Watching AI work exposes the flaw. If all you hand AI is a goal (the equivalent of a one-shot prompt), your outcomes will vary wildly and usually be subpar. Goals give direction, but it is skills that determine your success rate at achieving goals. That’s true for AI, as it is for people. Goals alone were never enough; we just couldn’t see it as clearly before AI emerged.
So let’s simplify this down to a single principle for managing in an organization made of both humans and AI:
Not goals, but skills. With this one principle, we can develop our AI and human teams in a more consistent manner.
A Unified Approach
Once skills are the unit of management, the approach for both AI and people becomes the same handful of steps. Start by understanding what you actually want from a person or agent. Define the skills you expect from the person or agent, with clear, observable definitions, and references (e.g. checklists, job aids, playbooks) that explain how to execute each one. Make sure both the person and AI know exactly where to find their skill expectations and supporting documents. Then build feedback loops to assess each skill’s performance.

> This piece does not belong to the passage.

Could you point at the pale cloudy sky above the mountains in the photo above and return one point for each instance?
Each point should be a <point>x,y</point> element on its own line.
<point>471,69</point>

| Feedback Loop | AI | Human |
|---|---|---|
| Self-managed |
|
|
| Expert Feedback | Comment on artifacts produced | Coaching Sessions |
Positively reinforcing mastery of a skill matters too. For people, simply recognizing skill mastery as it’s demonstrated goes a long way; social reinforcement, especially from someone respected and in a position of authority, is highly effective. For AI, when you like how something was done (especially if you had to give it feedback during the session), ask the AI to persist the feedback into its own skills and context for future sessions.
The compounding benefit is that this approach doesn’t just help your people and your AI separately; it helps them together. A person with skill mastery in their role can wield AI far more effectively, and AI with up-to-date skills and context produces higher quality outputs. Your investment in people increases the benefit AI gives you!
Tip: People-Specific Benefits
While I’ve emphasized the skill-development loop above, treating “skills as the unit of management” simplifies, and even automates, various routine managerial activities:
- Job descriptions: with skills well defined, you always have an up-to-date job description on hand, ready to generate into a job posting when you need it.
- Performance reviews: if you’re consistently giving feedback on skills, you are regularly collecting performance data, which AI can draft into a performance review when you need it.
- Promotions: when someone has demonstrated mastery of their own role and sufficient skill mastery of the subsequent role, the case for a promotion is more data driven than political.
In short, using skills as a unit of management provides a solid foundation to manage both AI and people with, and its structured approach lends itself well to automation and AI delegation for routine HR activities.
A Solid Foundation to Build On
Management gets easier when we apply a consistent approach to skill management for AI and people. Before Anthropic made “skills” a regular talking point, it was remarkably hard to convince leaders that skills are foundational at all; it was always easier to wave problems away as a “talent” issue or a “goal setting” issue. Fortunately, AI has aligned us all on a simple point: even the smartest models, with the right goals, fall short without the right environment, clear expectations, and skills. We simply need to recognize this lesson, and acknowledge that people are no different in this regard.